My approach to executive coaching is multi-faceted and situation-based, but my greatest mission is to blur the lines between employment and enjoyment. My view of the optimal workspace to which leaders should aspire is one where leaders create, in themselves and their employees, a pervading feeling of drive, purpose, camaraderie, and comfort. Now let's match the facets of that statement with the brain science behind the human state of happiness.
- Dopamine - Creates motivation. Exposure also produces an addiction to winning.
- Serotonin - Creates feelings of significance. People with high levels also manifest greater logic.
- Oxytocin - Creates togetherness. Environments promoting oxytocin are also marked by strong teams.
- Endorphins - Alleviate anxiety and depression. People with endorphin surges are also ambitious and perseverant.
Take a moment to see how well the bolded words map to my statement of the optimal workplace.
So what levers can we pull to promote happiness? And how do these techniques specifically map to the brain chemistry that makes you and your teams go to work with a big glorious smile?

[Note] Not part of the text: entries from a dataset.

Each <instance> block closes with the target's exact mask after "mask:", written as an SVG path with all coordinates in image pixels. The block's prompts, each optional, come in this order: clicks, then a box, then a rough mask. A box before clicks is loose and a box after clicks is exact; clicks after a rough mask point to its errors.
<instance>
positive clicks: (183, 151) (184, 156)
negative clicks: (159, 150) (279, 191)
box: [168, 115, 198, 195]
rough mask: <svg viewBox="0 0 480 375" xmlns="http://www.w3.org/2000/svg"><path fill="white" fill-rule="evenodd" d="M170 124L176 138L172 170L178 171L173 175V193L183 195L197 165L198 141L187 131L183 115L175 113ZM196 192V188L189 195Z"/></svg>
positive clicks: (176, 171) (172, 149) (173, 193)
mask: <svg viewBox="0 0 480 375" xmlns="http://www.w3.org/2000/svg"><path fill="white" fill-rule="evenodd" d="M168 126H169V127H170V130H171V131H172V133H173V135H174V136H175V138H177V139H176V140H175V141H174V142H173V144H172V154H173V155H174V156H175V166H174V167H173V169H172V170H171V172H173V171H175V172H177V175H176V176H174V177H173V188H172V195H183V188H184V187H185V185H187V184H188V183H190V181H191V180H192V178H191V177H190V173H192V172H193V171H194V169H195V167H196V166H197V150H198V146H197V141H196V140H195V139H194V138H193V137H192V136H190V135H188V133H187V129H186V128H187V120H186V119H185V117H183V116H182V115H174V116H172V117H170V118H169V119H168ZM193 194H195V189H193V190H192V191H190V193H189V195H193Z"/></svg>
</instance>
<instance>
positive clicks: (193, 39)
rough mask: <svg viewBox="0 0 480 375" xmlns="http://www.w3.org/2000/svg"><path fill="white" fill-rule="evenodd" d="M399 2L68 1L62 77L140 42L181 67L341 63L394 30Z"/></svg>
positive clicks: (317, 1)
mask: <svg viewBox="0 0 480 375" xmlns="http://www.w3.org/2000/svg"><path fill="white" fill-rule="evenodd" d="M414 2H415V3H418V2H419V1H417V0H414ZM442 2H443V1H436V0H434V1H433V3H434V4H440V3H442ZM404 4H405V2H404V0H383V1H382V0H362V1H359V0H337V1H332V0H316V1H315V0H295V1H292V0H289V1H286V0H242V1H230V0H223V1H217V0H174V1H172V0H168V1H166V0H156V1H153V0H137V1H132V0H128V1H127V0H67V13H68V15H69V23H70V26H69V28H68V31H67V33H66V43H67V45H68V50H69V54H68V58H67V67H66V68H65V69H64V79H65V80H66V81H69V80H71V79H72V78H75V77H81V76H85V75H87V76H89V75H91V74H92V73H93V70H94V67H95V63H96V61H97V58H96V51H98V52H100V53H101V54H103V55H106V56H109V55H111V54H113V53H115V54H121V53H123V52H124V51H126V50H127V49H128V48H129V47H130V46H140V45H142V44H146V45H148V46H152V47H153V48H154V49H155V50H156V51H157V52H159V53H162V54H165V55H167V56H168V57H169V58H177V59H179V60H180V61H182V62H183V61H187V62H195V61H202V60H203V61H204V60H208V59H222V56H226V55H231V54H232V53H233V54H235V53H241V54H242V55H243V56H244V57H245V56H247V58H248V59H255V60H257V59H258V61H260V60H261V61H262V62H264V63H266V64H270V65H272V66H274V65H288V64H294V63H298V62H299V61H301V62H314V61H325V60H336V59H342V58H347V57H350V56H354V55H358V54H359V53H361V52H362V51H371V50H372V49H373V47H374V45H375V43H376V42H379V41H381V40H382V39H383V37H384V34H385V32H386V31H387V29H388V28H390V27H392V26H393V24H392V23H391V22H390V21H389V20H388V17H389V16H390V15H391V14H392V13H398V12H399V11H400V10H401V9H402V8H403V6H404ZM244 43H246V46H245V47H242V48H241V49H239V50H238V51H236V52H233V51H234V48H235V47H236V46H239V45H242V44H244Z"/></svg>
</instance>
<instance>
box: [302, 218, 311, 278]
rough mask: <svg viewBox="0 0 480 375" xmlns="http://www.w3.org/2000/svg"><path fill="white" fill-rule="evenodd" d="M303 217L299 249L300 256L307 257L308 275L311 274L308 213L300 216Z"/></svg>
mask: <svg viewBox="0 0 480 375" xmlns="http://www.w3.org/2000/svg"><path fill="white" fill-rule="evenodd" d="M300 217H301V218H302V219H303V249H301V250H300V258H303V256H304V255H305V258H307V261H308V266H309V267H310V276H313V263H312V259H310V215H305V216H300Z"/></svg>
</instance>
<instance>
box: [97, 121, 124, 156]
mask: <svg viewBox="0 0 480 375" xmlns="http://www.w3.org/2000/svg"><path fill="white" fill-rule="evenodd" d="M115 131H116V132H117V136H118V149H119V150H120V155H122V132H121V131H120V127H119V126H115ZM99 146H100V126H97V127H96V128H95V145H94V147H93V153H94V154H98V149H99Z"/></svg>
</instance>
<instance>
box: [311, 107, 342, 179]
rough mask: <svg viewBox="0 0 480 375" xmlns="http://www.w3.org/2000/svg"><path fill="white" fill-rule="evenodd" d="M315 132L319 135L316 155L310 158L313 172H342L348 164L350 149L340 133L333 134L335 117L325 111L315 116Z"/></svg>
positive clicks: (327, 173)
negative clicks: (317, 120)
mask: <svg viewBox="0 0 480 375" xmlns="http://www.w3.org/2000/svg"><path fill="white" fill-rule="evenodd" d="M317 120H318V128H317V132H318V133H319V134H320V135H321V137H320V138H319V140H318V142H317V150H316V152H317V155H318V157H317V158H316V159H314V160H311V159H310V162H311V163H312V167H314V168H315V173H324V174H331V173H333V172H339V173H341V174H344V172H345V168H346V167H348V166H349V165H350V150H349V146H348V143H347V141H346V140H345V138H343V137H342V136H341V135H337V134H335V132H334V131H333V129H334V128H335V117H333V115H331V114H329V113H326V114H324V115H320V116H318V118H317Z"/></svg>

- Turn your work into a game - Da Big Kahuna here is Dopamine. Take it from fellow Psychology Today blogger David J. Linden, Ph.D., who showed that the interaction of challenge and success inherent in video games leads to the secretion of great amounts of dopamine, (a.k.a. the pleasure circuit). Dopamine also addictive, achievement begets a further desire to achieve. Just this week, I received an email from a client with whom I had devised a game called "Listen All the Way." My interviews with work colleagues revealed her habit of interrupting, leading her to decisions based on incomplete information. Having played the game, she reported, "I realize we are often not aligned ... and it turned out that their solutions are often better than mine." She is surprised that her direct reports might have better solutions than hers because she at times forced her own solutions through interruptions. Through the game and a trickle of dopamine, she spontaneously gives herself room to empower her employees to empower her. By the way, when her employee is acknowledged for the solution, that serotonin release creates approval leading to a spontaneous ambition to achieve more, and when the team implements the joint solution, Oxytocin creates a feeling of togetherness. We find these chemicals appear together time and again.
I truly hope that understanding how the basic chemistry of happiness can be triggered during work will create greater incentives for today's most powerful leaders to remove the dividing line between work and play to catapult our nations global economic effectiveness.